Se as ocupações e bloqueios localizados do MST já servem de pretexto para a imprensa conservadora e um punhado de procuradores gaúchos pretenderem declará-lo “organização criminosa”, que seria se bloqueasse os transportes e o abastecimento de alimentos e combustíveis por meses a fio, em todo o País?
Na Argentina, porém, a mesma atitude dá direito ao aplauso e apoio dos órgãos de análoga coloração ideológica, uma vez que parta da oligarquia latifundiária e dos barões do agronegócio. Já uma manifestação de apoio ao governo e a detenção (por ordem judicial, durante duas ou três horas) de um líder ruralista que liderava o bloqueio de uma importante estrada foram qualificadas pelos mesmos meios de ser “provocações”.
Dito isto, é preciso apontar o papel nessa crise das estruturas legadas pela história. O costume da mobilização popular (ou mesmo nem tão popular, como neste caso) e a legitimidade a ela atribuída ainda são vistos como aberrações no Brasil, mas fazem parte da herança positiva do peronismo. Este também legou, porém, o esvaziamento das instâncias de mediação, inclusive dos parlamentos. De presidentes de todas as tendências espera-se o papel de monarcas absolutos eleitos.

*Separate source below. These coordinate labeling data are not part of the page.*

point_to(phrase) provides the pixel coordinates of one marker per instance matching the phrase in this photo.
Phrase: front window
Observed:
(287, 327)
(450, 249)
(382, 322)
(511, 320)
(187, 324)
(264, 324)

A falta de espaço para o debate e negociação francos e racionais transforma em queda-de-braço as disputas não resolvidas nos bastidores e as leva às ruas em tom intransigente e histérico.
Colaboraram a dependência não superada da agricultura e a fragilidade do Estado, tanto para investir e promover um desenvolvimento mais equilibrado quanto para arrecadar segundo a capacidade real dos contribuintes.
O peronismo falhou na tentativa de pôr os proprietários rurais em seu lugar, reduzir a dependência do país e do Estado da agricultura e abrir caminho a um desenvolvimento mais equilibrado. O setor primário continua a absorver os investimentos e as preocupações do governo e este, em troca, e por sua fraqueza e incapacidade de implementar políticas diferenciadas conforme as necessidades e a capacidade dos produtores, o faz de vaca leiteira.
Outra parcela cabe ao imediatismo do governo Kirchner. Foi notavelmente bem-sucedido em tirar o país da pior de suas crises econômicas, mas concentrado em manter sua popularidade e ganhar a próxima eleição, deixou surgirem gargalos e desequilíbrios que alimentam uma inflação perigosa para depois disfarçá-la com maquiagem estatística.
Na falta de outros instrumentos, uma parte crescente, talvez até tecnicamente excessiva, do esforço para frear a inflação e evitar a falência dos argentinos passou a ser paga pela retenção das exportações de commodities. Mas não se deve perder de vista que a alta dos preços internacionais torna o aumento da carga suportável para a maioria dos agricultores e que se trata da legítima decisão de um governo democraticamente eleito.
Ao aceitar submeter sua política ao Congresso, o governo recuou, mas os agricultores e os meios que os apóiam negam-se a suspender o locaute e dizem agora que o debate só será legítimo se favorecer os ruralistas – e um deles diz que, em caso contrário, o Parlamento terá de ser dissolvido. É sinal de que não está em jogo apenas um porcentual de retenção. Não só o projeto político dos Kirchner como a própria democracia começam a ser ameaçados por disposições golpistas análogas às que escreveram as páginas mais terríveis da história do país.